Throughout history, Gold has been discovered across Ireland and Scotland, with the most significant finds at Curraghinalt and Cavanacaw in Northern Ireland and Cononish in Scotland. All these deposits lie within the Dalradian Supergroup.
The Dalradian Supergroup is considered to be a highly prospective mineralised deposit area with 3 main types across Scotland, Northern Ireland and Ireland
Our current exploration is focussed primarily on terrain composed of Dalradian rocks located in Argyll, in the South-West Highlands.
There has been periodic mining activity (lead, copper and gold) throughout Argyll, since the late 1790’s. Early mining ventures were hindered by a combination of difficult to access terrain with associated high transport costs, and extreme weather and climactic/working conditions, which made the location physically and economically unviable. Cheaper imports undermined the value of what they could extract, leading to the mines being mothballed.

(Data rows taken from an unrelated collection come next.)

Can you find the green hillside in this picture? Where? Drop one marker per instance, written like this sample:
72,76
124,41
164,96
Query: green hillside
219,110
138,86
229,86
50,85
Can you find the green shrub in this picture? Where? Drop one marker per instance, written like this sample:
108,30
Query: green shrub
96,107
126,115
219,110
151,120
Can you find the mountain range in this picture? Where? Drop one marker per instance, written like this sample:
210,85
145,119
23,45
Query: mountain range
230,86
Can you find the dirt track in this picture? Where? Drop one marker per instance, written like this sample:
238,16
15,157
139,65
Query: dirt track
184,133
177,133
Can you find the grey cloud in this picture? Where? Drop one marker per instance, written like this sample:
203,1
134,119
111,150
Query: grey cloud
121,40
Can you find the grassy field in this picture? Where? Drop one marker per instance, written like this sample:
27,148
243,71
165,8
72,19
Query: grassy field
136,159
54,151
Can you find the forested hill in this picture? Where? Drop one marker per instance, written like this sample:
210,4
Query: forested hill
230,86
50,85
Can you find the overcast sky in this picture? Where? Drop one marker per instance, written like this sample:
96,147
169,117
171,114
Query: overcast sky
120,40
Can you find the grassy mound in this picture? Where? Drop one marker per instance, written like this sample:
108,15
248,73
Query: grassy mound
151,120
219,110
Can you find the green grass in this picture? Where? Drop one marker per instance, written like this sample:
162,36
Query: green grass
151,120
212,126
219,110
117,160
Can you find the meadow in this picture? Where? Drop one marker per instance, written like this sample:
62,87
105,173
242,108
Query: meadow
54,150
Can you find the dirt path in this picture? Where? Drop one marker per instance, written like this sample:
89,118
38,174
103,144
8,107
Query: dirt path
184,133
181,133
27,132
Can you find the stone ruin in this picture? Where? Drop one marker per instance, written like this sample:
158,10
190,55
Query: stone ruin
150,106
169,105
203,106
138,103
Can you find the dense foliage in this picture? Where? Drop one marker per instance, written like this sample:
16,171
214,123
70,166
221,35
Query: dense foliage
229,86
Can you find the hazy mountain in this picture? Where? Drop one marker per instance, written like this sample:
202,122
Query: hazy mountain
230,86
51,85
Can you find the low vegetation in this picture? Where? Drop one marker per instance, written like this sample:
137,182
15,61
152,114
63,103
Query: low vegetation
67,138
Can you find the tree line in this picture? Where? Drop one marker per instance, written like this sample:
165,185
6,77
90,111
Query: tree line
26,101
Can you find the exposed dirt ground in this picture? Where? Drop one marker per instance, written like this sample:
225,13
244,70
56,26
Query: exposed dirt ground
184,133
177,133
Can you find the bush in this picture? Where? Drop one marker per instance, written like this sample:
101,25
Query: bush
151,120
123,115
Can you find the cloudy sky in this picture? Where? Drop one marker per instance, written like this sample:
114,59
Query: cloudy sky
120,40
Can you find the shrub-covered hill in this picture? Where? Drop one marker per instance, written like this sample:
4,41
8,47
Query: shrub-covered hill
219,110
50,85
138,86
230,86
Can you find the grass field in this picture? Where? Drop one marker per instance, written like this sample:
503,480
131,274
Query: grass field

Later generations returned to these early sites, in search of new metals that had been subsequently identified as useful, which they aimed to find in the spoil heaps. However, the remains of adits and shafts have since been reclaimed by nature and the lead and copper mines that proliferated are generally unidentifiable.
The Stronchullin Mine, where we are currently focussing our activity, was last in use in the early 1900’s. At this point the gold potential had been identified and widely publicised, but for unknown reasons, those in a position to fund it lost interest and the mine was subsequently abandoned.